Morgan Stanley’s Path to 30% Margins in Wealth Management — Barrons.com

By Andrew Welsch

Morgan Stanley’s wealth unit fell short of its target for pretax profit margin in the fourth quarter, but the goal is still achievable and the company has a plan to hit its target, said Jed Finn, head of wealth management at Morgan Stanley.

“We can add significantly more clients and assets without having to add significantly more to the infrastructure,” said Finn, who spoke at the BofA Securities Financial Services Conference on Thursday.

Morgan Stanley has finished integrating recent acquisitions, which frees up resources, Finn said. It now has a robust platform for serving a wide range of clients and customer needs. Plus, it has a pipeline of future full-service wealth management clients.

“Once the relationships are here, they grow over time,” he said. “It might start in a brokerage account, but it then grows into an advisory relationship. Or maybe it starts with a checking account. Or maybe it starts with philanthropy. Once the relationship is established, we see them adding more assets.”

The wealth management update is of keen interest to investors given Morgan Stanley’s mixed fourth-quarter results and the key role the wealth unit plays at the company. The wealth management unit reported a fourth-quarter pretax margin of 24.9%, well below its 30% target. The stock is down 7.38% this year.

In the wake of the financial crisis, Morgan Stanley shifted its business mix to favor wealth management over investment banking because the former generates steadier revenue. “Morgan Stanley has built a more stable business model, and its shift to wealth management from investment banking will continue to be a main part of the company’s story over the long term,” Morningstar analyst Michael Wong wrote in a research note in January.

Morgan Stanley is now one of the nation’s largest wealth management companies with more than $5 trillion in client assets, and it aims to double that figure.
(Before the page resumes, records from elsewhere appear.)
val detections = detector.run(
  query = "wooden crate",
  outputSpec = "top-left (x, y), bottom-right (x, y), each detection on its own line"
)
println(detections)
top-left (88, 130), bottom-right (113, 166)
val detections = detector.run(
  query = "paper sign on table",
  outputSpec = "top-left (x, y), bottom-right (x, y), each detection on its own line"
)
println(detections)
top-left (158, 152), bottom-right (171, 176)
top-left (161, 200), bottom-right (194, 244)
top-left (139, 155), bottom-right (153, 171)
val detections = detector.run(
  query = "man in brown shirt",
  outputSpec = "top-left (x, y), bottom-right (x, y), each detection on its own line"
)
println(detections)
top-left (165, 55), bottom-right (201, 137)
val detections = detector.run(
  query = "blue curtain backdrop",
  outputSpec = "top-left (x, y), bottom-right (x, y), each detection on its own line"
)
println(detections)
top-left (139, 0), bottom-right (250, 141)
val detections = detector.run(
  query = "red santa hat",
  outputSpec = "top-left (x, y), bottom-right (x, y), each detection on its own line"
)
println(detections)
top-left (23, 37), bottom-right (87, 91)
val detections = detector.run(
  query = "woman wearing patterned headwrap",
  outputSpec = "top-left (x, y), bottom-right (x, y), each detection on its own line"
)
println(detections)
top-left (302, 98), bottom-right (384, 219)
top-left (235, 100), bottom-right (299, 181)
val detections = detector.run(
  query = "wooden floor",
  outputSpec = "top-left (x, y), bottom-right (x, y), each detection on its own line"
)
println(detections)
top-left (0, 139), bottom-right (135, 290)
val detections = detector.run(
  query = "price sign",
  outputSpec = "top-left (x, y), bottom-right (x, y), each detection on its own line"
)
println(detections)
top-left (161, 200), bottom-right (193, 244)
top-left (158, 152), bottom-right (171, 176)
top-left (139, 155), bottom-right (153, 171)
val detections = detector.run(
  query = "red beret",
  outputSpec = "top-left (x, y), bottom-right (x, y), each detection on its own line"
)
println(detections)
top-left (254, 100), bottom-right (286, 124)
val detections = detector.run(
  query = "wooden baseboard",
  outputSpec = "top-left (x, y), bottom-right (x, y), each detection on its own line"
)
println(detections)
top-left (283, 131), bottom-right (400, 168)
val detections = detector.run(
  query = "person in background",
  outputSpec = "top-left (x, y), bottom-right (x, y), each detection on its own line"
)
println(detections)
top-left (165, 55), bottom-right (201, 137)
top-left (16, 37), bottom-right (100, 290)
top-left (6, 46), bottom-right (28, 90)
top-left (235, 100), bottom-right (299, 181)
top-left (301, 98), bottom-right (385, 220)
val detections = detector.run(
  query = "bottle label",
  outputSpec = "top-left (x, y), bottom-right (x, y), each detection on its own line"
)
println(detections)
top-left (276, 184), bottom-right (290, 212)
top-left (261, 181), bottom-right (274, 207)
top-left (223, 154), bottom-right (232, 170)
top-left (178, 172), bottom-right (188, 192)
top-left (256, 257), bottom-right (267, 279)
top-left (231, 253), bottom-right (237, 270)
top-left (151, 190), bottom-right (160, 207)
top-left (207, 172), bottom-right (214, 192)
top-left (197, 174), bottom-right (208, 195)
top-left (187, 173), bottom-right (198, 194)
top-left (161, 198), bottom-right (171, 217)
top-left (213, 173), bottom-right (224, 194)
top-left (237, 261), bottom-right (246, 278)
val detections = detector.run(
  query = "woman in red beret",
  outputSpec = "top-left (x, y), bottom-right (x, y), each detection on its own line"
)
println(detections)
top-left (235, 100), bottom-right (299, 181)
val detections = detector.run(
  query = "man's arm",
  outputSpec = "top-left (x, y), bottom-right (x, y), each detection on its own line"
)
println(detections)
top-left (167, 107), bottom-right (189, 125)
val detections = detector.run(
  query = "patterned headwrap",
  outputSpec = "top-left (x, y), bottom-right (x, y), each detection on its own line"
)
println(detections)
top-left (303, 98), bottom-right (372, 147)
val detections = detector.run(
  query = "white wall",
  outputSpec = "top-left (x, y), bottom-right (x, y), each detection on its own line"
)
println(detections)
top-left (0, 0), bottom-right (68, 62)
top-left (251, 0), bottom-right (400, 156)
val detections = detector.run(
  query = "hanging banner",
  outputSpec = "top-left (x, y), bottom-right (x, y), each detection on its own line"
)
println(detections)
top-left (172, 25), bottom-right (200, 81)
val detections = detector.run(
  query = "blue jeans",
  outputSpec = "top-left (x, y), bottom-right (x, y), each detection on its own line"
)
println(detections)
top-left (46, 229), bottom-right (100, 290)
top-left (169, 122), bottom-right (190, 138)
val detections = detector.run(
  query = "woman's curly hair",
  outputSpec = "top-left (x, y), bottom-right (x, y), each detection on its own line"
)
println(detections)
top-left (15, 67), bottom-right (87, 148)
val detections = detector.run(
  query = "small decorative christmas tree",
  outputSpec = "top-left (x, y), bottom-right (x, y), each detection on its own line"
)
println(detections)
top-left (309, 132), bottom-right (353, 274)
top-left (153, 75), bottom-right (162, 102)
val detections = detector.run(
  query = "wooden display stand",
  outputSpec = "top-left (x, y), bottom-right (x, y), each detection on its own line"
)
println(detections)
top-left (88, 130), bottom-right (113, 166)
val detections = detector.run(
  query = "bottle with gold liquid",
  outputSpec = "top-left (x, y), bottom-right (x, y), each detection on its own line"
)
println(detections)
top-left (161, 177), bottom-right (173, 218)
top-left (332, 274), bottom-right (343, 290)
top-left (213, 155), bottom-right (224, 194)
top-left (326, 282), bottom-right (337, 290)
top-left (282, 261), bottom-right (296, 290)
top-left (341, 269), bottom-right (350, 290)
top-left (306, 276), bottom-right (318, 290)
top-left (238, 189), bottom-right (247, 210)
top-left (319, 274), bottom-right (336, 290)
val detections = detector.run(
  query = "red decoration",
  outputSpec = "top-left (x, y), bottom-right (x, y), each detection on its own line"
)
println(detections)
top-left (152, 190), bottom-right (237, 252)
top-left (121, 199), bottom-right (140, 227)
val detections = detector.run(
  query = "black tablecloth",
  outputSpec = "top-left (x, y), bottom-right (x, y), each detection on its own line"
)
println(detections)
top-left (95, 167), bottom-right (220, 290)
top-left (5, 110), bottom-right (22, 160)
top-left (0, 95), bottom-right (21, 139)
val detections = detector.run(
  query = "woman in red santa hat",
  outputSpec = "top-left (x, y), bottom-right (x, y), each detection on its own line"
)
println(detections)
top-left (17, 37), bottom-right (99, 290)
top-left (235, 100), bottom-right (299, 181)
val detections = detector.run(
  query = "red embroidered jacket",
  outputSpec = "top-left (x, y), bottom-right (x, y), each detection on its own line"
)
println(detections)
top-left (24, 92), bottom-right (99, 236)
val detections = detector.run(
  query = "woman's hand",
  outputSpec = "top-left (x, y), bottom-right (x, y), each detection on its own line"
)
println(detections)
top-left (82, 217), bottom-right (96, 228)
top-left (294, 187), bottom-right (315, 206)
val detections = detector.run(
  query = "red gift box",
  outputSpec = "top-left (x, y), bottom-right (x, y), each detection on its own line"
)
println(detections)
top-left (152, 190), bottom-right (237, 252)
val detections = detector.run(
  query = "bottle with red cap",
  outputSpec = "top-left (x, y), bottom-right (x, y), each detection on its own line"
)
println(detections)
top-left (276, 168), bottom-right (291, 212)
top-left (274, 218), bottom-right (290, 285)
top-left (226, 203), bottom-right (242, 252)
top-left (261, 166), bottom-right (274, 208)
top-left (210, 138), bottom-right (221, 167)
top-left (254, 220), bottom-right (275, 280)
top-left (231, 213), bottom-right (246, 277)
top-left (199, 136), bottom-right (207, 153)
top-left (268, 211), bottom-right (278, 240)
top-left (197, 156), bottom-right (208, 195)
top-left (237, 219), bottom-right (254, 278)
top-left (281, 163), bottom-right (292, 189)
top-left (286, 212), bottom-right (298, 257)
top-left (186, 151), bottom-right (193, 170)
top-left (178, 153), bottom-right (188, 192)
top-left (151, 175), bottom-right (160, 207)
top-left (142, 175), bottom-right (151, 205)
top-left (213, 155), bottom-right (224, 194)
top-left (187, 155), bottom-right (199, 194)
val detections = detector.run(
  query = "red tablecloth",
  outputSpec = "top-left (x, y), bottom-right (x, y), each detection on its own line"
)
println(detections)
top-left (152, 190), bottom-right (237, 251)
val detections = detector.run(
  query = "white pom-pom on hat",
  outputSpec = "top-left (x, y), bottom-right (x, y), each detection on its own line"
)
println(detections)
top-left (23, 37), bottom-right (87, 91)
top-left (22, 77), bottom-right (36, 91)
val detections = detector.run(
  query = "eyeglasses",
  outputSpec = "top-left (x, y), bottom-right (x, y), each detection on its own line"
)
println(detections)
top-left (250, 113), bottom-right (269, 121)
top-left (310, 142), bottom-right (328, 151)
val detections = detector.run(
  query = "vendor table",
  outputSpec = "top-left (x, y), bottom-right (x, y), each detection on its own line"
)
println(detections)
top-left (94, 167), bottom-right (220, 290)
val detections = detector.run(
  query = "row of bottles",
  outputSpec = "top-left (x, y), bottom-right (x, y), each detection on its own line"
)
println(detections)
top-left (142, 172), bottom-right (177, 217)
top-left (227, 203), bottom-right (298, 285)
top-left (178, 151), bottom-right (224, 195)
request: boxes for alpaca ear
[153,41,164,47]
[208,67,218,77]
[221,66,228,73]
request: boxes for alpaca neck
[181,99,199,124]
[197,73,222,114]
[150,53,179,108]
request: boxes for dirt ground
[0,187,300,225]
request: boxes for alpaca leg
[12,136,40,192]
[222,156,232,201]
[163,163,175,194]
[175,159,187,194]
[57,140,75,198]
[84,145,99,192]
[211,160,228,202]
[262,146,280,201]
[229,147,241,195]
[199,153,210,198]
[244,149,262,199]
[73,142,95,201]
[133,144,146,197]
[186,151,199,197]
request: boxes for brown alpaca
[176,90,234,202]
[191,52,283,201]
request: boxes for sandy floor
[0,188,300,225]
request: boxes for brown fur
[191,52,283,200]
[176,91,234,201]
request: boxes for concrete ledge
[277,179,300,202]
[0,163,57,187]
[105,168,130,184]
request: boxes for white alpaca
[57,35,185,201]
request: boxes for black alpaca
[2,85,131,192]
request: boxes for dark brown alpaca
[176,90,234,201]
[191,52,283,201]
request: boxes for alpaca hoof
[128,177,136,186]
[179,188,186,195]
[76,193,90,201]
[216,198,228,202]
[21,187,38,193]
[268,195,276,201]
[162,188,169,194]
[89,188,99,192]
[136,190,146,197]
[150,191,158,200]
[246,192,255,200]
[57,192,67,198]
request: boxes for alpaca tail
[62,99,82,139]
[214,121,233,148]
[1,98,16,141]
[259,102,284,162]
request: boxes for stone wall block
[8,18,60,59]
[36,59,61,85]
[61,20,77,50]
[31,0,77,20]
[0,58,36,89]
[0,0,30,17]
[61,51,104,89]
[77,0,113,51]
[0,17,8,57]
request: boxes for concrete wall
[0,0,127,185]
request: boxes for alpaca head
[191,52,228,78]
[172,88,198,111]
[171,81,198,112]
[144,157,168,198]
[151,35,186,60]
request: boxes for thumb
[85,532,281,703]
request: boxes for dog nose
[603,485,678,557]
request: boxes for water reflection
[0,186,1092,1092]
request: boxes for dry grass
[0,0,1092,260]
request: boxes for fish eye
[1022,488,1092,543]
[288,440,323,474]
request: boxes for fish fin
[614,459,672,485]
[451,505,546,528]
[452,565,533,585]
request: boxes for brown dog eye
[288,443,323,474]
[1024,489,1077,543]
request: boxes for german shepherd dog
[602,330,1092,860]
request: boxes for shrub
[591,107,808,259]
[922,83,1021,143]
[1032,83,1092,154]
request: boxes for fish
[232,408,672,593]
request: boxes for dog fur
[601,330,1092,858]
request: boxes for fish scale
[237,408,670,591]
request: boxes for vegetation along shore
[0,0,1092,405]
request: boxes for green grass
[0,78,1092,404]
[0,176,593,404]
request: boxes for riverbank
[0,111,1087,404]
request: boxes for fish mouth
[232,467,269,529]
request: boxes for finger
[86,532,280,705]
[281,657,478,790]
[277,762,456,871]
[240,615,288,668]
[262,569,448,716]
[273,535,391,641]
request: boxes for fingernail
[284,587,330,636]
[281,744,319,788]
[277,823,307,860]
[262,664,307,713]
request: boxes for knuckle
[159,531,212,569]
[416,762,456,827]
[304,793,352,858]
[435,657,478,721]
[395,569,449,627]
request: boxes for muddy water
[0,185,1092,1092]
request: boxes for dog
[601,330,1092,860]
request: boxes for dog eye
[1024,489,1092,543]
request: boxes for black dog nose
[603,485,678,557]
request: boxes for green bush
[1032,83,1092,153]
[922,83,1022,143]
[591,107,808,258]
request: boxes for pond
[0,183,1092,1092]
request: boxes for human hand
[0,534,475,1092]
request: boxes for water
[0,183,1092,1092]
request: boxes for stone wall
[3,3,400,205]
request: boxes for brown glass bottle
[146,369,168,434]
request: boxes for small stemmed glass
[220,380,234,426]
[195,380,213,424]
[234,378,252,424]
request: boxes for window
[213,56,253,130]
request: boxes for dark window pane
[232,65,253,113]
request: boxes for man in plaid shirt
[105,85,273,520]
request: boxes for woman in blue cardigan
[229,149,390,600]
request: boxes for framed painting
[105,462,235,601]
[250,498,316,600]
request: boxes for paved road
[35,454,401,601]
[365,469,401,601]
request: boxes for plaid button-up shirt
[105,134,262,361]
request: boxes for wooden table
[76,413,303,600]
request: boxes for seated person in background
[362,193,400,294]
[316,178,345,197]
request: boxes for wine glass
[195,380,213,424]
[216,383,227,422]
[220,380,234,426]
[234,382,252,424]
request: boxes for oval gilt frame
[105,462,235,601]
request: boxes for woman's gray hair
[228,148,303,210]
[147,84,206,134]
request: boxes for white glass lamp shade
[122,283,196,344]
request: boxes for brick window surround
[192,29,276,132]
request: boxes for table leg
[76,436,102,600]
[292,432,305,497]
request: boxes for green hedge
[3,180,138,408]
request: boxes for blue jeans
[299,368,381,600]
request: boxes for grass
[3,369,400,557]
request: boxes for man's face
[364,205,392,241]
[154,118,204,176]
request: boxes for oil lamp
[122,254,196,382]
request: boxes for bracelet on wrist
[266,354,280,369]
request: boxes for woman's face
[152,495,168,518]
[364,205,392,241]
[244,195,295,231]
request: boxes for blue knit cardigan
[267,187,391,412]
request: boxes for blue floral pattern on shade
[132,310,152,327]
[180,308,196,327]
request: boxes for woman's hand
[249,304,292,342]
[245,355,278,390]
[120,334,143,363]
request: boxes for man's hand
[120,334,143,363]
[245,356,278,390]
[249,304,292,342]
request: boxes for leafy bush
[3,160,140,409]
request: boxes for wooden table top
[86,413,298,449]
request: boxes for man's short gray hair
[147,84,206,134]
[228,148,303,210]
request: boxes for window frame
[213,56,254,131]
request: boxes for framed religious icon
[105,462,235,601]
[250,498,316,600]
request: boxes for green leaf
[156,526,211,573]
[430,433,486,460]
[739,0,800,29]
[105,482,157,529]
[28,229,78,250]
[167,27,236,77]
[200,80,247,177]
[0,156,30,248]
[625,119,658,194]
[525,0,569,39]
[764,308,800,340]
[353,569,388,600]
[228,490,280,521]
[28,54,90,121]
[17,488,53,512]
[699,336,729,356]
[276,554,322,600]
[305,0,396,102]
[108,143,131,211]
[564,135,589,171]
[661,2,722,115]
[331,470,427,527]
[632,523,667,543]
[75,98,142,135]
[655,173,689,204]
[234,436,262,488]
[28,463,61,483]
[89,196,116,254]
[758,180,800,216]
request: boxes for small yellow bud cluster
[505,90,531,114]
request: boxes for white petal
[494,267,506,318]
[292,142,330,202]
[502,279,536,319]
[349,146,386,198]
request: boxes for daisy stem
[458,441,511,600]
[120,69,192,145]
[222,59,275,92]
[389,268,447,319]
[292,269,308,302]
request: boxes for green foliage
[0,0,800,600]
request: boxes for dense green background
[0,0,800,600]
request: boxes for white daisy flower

The company offers clients a range of services from self-directed brokerage accounts via E*Trade to full-service financial advisors. Acquisitions, including buying E*Trade and stock plan administrator Solium, have given Morgan Stanley greater scale and more capabilities. The firm has devoted a lot of resources and time to integrating operations, said Finn.

With those tasks behind it, Morgan Stanley can focus on execution, he said.

“We are in a unique position in the industry,” he said. “We talk about it as a category of one. Of course we have competitors in individual business lines we compete in, but no one has all these capabilities under one roof.”

The self-directed brokerage and workplace businesses are providing referrals to Morgan Stanley’s thousands of financial advisors, Finn said. Last month, Morgan Stanley made 14,000 client referrals to advisors. That’s up from 2,000 in January 2022.

The company has also gotten better at identifying and converting potential wealth clients, he said. Top quartile advisors close one out of three leads Morgan Stanley sends them, he said. “Some advisors are closing 50%,” he said. “I almost didn’t believe it.” The firm is routing referrals more quickly to the right advisors, he said.

The referral pipeline should be a tailwind that benefits the company for years to come as full-service wealth management clients can be more profitable for Morgan Stanley and use more of the company’s services.

Finn also said that the migration toward fee-based financial advice and away from commissions is another tailwind for the firm as more customers, including self-directed clients, opt to move assets into managed relationships.

He also said that Morgan Stanley’s wealth unit is bringing in vastly more net new assets than it did a decade ago. And even though the industry faced headwinds last year, in part because of the high interest rate environment, Morgan Stanley still fared better than its competitors when it came to net new assets as a percentage of total assets, Finn said. The company brought in $282 billion in net new assets last year. It’s a figure few wealth managers come close to matching.

Morgan Stanley also has an opportunity to expand upon its existing services for clients, particularly banking and lending, Finn said. The company’s wealth management loans rose to $147 billion for 2023 from $80 billion for 2019,ut it still has low penetration relative to its competitors, according to Finn.

Though the firm has finished its integration work, it continues to make investments in technology, particularly artificial intelligence, which Morgan Stanley sees as a potential tool for helping advisors get the most out of the company’s capabilities and resources, Finn said.